The Blueproject Foundation returns to its origins to mark its fifth anniversary: a homage to the passion of artists such as Warhol, Fontana, Basquiat and Klein, as well as to the organisation’s creator, Carlo Salvi

So many artists have shared this passion for blue, but none like Klein, who defined it as “the invisible becoming visible” Warhol is represented twice, with a Statue of Liberty and with a blue, of course, Mickey Mouse

Carlo Salvi was a man in love with blue. He said it was lucky and that it brought him eternal youth. His entire wardrobe was blue as well as all of the objects around him, from his crockery to his car. The works of art he collected were no exception. From Warhol, Fontana, Basquiat and – it goes without saying – Yves Klein, with his very own International Klein Blue. So many artists have shared this passion for blue, but none like Klein, who defined it as “the invisible becoming visible.”

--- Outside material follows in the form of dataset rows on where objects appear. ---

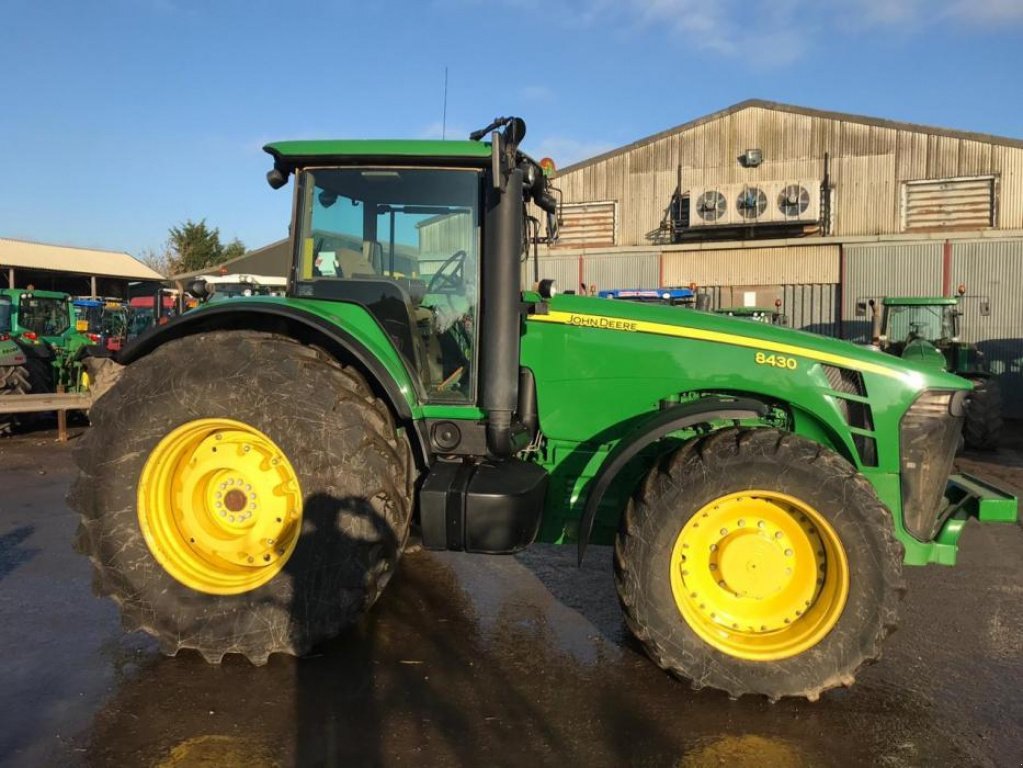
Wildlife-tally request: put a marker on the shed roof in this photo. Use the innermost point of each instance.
(270, 261)
(808, 111)
(43, 256)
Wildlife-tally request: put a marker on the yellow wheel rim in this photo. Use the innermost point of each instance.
(220, 506)
(759, 575)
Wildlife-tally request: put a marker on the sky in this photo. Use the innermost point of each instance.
(121, 119)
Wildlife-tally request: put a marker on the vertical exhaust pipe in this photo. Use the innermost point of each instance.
(499, 351)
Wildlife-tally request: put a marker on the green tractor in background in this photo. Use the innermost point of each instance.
(42, 325)
(13, 371)
(257, 467)
(926, 330)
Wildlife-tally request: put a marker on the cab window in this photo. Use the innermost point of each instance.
(414, 234)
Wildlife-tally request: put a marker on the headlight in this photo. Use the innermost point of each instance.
(929, 435)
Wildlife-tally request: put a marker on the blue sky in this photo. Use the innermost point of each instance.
(123, 118)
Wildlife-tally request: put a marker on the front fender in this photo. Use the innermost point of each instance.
(663, 423)
(346, 330)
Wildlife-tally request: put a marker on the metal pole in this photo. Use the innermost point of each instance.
(61, 419)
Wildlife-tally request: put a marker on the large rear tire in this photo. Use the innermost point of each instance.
(982, 431)
(241, 493)
(13, 380)
(757, 561)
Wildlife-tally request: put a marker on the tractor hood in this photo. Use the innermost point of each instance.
(694, 324)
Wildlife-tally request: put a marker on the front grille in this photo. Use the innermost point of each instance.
(929, 434)
(855, 413)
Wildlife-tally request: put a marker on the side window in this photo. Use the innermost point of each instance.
(404, 242)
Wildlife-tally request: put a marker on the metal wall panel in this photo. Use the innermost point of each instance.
(869, 164)
(755, 266)
(993, 270)
(622, 270)
(889, 269)
(565, 270)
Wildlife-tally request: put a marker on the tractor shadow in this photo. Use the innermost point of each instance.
(12, 553)
(475, 660)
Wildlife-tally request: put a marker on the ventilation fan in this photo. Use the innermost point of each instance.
(793, 200)
(751, 202)
(711, 206)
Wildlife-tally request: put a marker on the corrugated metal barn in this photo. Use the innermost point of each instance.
(823, 211)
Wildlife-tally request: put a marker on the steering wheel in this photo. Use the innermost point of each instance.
(450, 278)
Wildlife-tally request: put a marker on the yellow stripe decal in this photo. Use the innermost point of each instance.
(641, 326)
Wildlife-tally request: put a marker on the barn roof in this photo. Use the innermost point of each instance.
(794, 109)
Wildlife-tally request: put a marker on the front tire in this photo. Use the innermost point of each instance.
(757, 561)
(241, 493)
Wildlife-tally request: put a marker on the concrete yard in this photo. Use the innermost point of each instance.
(484, 661)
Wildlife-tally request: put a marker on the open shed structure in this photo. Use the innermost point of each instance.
(74, 270)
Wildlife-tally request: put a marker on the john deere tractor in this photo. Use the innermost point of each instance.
(926, 330)
(256, 468)
(42, 325)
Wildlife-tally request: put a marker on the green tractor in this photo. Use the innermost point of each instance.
(256, 468)
(926, 330)
(42, 325)
(13, 373)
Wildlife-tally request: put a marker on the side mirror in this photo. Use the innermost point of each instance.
(552, 227)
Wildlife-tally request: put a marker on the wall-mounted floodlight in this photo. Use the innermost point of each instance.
(751, 157)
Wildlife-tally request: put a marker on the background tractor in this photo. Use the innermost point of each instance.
(769, 315)
(218, 287)
(673, 297)
(926, 330)
(41, 324)
(256, 468)
(104, 321)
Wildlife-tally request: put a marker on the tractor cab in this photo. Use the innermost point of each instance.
(671, 296)
(404, 241)
(44, 325)
(41, 316)
(404, 236)
(5, 315)
(768, 315)
(104, 321)
(219, 287)
(924, 329)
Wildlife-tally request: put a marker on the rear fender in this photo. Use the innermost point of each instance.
(348, 345)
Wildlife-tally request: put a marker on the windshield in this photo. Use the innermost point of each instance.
(232, 289)
(88, 318)
(47, 317)
(927, 322)
(413, 233)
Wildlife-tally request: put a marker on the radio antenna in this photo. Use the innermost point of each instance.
(444, 119)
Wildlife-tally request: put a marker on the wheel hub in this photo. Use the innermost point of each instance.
(219, 506)
(759, 575)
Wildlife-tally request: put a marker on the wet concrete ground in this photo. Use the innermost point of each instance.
(483, 661)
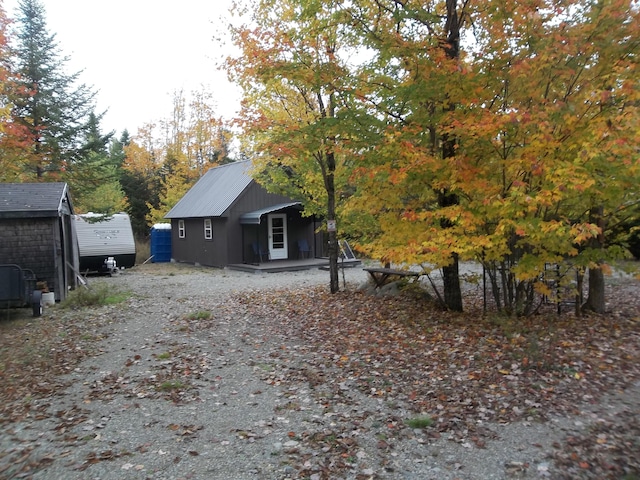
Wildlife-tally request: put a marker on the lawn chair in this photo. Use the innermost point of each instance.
(258, 254)
(304, 250)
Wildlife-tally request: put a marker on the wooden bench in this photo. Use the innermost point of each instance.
(380, 276)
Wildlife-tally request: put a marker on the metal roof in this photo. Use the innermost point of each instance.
(253, 218)
(20, 200)
(214, 193)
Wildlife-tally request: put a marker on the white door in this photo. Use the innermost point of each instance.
(278, 236)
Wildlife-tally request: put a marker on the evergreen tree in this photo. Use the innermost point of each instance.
(49, 103)
(94, 178)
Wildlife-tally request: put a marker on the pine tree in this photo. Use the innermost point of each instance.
(49, 103)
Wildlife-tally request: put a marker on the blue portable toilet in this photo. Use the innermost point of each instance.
(161, 243)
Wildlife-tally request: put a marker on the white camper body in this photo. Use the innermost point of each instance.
(103, 239)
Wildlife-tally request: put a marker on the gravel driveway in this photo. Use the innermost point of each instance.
(129, 413)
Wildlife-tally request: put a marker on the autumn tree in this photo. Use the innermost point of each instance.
(140, 177)
(292, 69)
(49, 104)
(411, 82)
(194, 141)
(545, 114)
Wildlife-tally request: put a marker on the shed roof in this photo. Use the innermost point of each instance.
(255, 217)
(21, 200)
(214, 193)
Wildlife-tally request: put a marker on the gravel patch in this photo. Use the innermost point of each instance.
(123, 415)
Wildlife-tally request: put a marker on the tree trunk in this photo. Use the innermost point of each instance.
(596, 298)
(450, 273)
(334, 281)
(452, 291)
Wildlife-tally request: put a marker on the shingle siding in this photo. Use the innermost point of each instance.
(31, 244)
(36, 233)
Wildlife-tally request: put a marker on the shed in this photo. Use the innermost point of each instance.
(36, 232)
(228, 218)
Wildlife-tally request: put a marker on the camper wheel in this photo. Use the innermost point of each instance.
(36, 303)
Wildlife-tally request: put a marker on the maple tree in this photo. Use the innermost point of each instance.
(544, 121)
(294, 74)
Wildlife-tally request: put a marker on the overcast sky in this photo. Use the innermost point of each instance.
(136, 53)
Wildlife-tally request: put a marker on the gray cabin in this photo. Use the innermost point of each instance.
(36, 232)
(228, 218)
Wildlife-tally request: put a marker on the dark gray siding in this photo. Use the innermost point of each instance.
(194, 248)
(231, 241)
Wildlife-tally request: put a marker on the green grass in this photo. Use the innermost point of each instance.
(97, 294)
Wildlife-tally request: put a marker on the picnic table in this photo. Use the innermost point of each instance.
(381, 276)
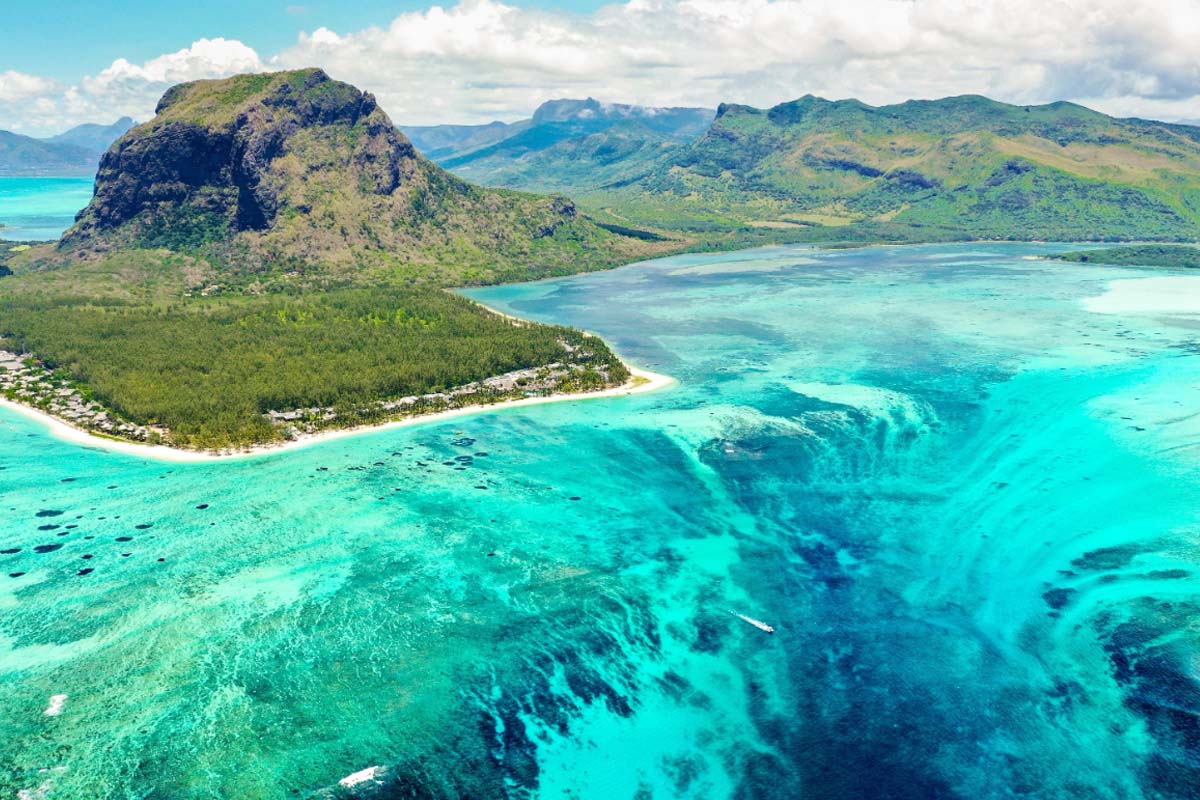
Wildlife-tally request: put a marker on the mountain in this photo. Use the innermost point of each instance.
(952, 168)
(22, 155)
(267, 257)
(568, 144)
(94, 137)
(273, 174)
(75, 152)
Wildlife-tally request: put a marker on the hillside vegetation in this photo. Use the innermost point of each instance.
(925, 170)
(569, 145)
(295, 174)
(1179, 256)
(271, 242)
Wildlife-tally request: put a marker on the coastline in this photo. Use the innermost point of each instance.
(640, 383)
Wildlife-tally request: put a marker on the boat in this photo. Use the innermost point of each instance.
(757, 623)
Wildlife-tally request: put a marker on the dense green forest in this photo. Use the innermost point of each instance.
(210, 368)
(1182, 256)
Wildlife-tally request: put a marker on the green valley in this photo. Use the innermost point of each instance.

One of the last wishes of Carlo Salvi was to open an art foundation in Barcelona. However, he did not live long enough to see his wish come true and died in 2010. But three years later, his daughter Vanessa, who worked on the project with him, inaugurated the Blueproject Foundation in Barcelona’s Born (Princesa 57), a made-to-measure tribute, in all its blue glory.

Following Salvi’s death, his collection was spilt up and passed through various hands, but Vanessa’s efforts bore fruit and she reunited a number of the most emblematic works. The opening of the collection did not cause much of a stir, despite the importance of many of the pieces and despite the fact that such works are not that easy to find in Barcelona.

Renato Della Poeta, from the foundation’s artistic team explained: “We opened without making too much fuss. Nobody knew anything.” Now, in its fifth year, Blueproject is a space fully integrated in the city’s artistic and cultural circuit and has chosen to reunite the same works, with minimal changes, that formed its opening show. There is time until November 4 for the public to enjoy the exhibition. Even so, Vanessa Salvia assures those who might miss out on the event that it will not be the last time the Blueproject Foundation will hold the exhibition. “Whenever we want to celebrate, this is exactly how we will do so. In this way, we will always have my father present,“ she said.

Yearning for purity

The Still Blue exhibition is infused with a yearning for purity, some 11 works that Kandinsky philosophised as “calling man to infinity and awakening in him the yearning for the pure.” The Russian’s work is not present, but that of Yves Klien is, in the form of a sculpture of a Venus that in 2013 was not part of the repertoire. It is new, together with a fibre optic installation by Daniel Buren. Blue seemed to drive Salvi to insanity, much as Basquiat’s Rebel was painted, as he agonised over approaching death, the left-handed artist painting with his right hand as the left no longer could.

Meanwhile, Warhol is represented twice in the exhibition, with his portrait of the Statue of Liberty and with a blue, of course, Mickey Mouse. And Fontana is there as well, something with scenery trimmed with an indescribable silence. The name of the North American Mark Tansey is well known, but his work is seldom seen in Spain and indeed in Europe in general. Here we find his work inside a visually balanced puzzle, unravelled inside a world of blue. Much like art in general, which already has this, an idea which often seems something but, in fact, finally turns out to be something far more powerful.

art

The importance of being blue

American essayist and contributing editor at Harper’s Magazine, Rebecca Solnit, says that “the world is blue at its edges and its depths...” and she talks of the “blue of distance.” This is the blue that she says fills lost spaces, “the light that does not touch us, does not travel the whole distance, the light that gets lost, that gives us the beauty of the world, so much is in the colour blue.” Way back in the 15th century, many European artists began to use blue so as to experiment with volume, in search of something that Leonardo da Vinci would perfect. He painted Ginevra de’ Benci in 1474, using different shades of blue to make some things “appear more distant than others.” If you let your eye travel beyond Ginevre, in the distance you will see his blues create detail in the trees and the town. In 1507, he mastered the idea of applied perspectives in the Mona Lisa and the world of art changed.